Backend: If we deployed this web app and expected significant traffic, then we would want to isolate regular backend operations with model inference. To do this, we could use multiple GPUs and parallelize data processing and inference (even for a single user by splitting questions across GPUs rather than running all 41 questions on the same GPU). With a higher budget, this could be done using Sagemaker, which spawns new instances to perform inference as necessary.

Modeling: As mentioned above, we were able to train a smaller BERT model on a large corpus of unlabeled legal contracts - one piece of ongoing work for us is being able to use very large transformer models that are pretrained on this corpus. This type of domain adaptation has proven to be useful in many domains and we think that this is a promising pathway. With more data, another path forward would be fine-tuning separate models for separate contract categories. After uploading a contract, the user could select a category such as “credit card agreement,” and their contract would be fed into the model that is fine tuned on credit card related documents. Contracts that don’t fit into a common category could still be fed into a general model.

Broader Impacts

There are already a few companies that provide automated contract review with lawyers in the loop. Our application is the first (as far as we know) to use a state of the art question/answering model for legal contract review. We recognize the limitations of our application, and that an 80 percent recall might not be enough for some law firms. Our application is especially promising for use by individuals and small businesses who do not have access to contract review services because of their prohibitive costs. For example, an individual who doesn’t have time to read their housing contract could use our web application to quickly learn about possible problematic clauses. The label categories are designed not only to extract essential information such as parties and expiration date, but also problematic clauses that might place a party in a risky situation.
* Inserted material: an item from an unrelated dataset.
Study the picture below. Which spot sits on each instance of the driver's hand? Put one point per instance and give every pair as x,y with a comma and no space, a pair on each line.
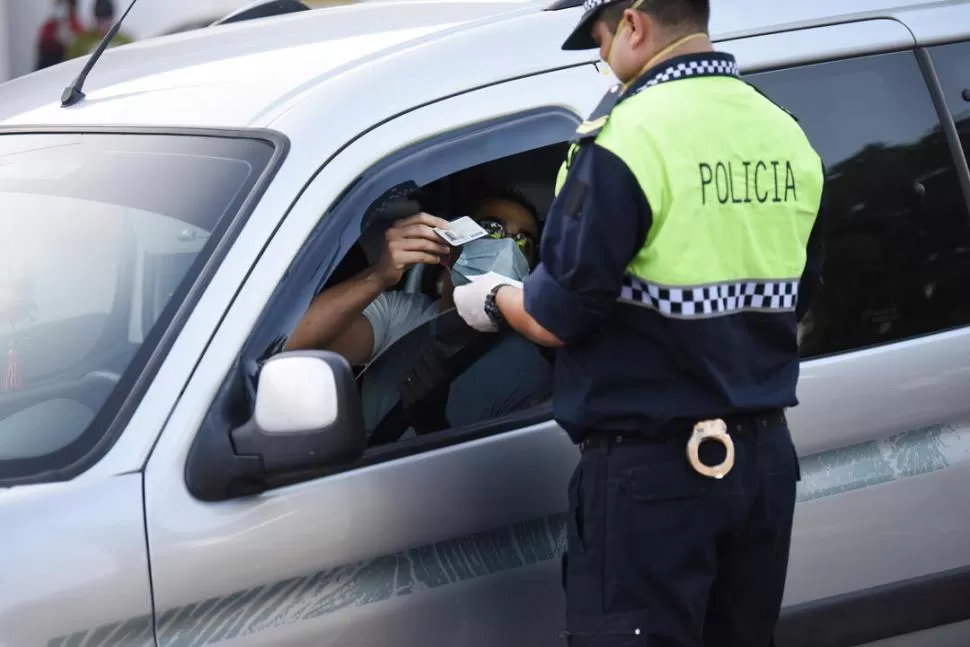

An unintended use of the system would be to use it to design adversarial contracts: contracts wherein it is difficult to extract clauses. To mitigate this scenario, we could rate-limit customers or otherwise use differential privacy techniques to store past versions of a contract that was analyzed to try and keep up with adversarial inputs.

References

  • Devlin, Jacob, et al. "Bert: Pre-training of deep bidirectional transformers for language understanding." arXiv preprint arXiv:1810.04805 (2018).
  • Hendrycks, Dan, et al. "Cuad: An expert-annotated nlp dataset for legal contract review." arXiv preprint arXiv:2103.06268 (2021).
  • Pranav Rajpurkar, Robin Jia, and Percy Liang. Know what you don’t know: Unanswerable questions for squad. ArXiv, abs/1806.03822, 2018.
  • Yukun Zhu, Ryan Kiros, Rich Zemel, Ruslan Salakhutdinov, Raquel Urtasun, Antonio Torralba, and Sanja Fidler. 2015. Aligning books and movies: Towards story-like visual explanations by watching movies and reading books. In Proceedings of the IEEE international conference on computer vision, pages 19–27.